To compare fracture detection, image quality, and radiation dose in patients with distal extremity fractures using 3D tomography and computed tomography (CT). IRB approval was obtained including informed consent for this prospective study from June to December 2016. Patients diagnosed with an acute fracture at CT were consecutively scanned on the same day using 3D tomography. Anatomical location (effected bone and location within the bone) and morphological characteristics of fractures (avulsion, articular involvement, mono- vs. multifragmented, displacement), visibility of bone/soft tissue structures, and image quality were assessed independently by two blinded readers on a 5-point Likert scale. Dose-length-product (DLP; mGy*cm) was compared between both modalities. Descriptive statistics, Wilcoxon signed rank test (P < 0.05), Student's t test (P < 0.05), and Cohen's kappa (κ) for interreader reliability were calculated. In 46 patients (28 males; 18 females; mean age, 53 ± 20years) with 28 hand/wrist and 18foot/ankle examinations, 86 out of 92 fractures were diagnosed with 3D tomography compared with CT. No false-positive finding occurred at 3D tomography.

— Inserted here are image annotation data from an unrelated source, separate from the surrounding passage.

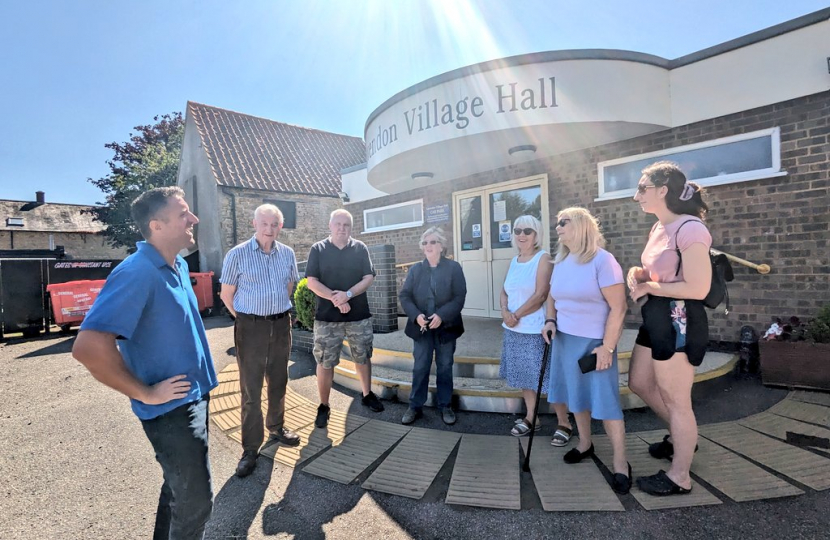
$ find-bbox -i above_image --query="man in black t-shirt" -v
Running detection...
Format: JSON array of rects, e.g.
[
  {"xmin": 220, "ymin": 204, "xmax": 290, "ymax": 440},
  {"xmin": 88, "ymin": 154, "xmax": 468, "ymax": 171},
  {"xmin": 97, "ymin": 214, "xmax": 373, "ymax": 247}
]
[{"xmin": 306, "ymin": 209, "xmax": 383, "ymax": 428}]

The six missed fractures on 3D tomography were five avulsion fractures of the carpals/metacarpals or tarsals/metatarsals, respectively, and one nondisplaced fracture of the capitate. Interreader agreement of anatomical location and morphological characteristics was substantial to almost perfect for upper (κ = 0.80-0.96) and lower (κ = 0.70-0.97) extremity fractures. Visibility of bone and soft tissue structures and image quality were slightly inferior using 3D tomography compared with CT (upper extremity P < 0.001-0.038 and lower extremity P < 0.001-0.035). DLP of a comparable scan coverage was significantly lower for 3D tomography (P < 0.001) for both upper (3D mean, 19.4 ± 5.9mGy*cm; estimated CT mean, 336.5 ± 52.2mGy*cm) and lower extremities (3D mean, 24.1 ± 11.1mGy*cm; estimated CT mean, 182.9 ± 6.5mGy*cm). Even the highest DLP with 3D tomography was < 30% of the mean estimated CT dose of a comparable area of coverage. Fracture assessment of peripheral extremities is reliable utilizing a low-dose 3D tomography X-ray system, with slightly reduced image quality.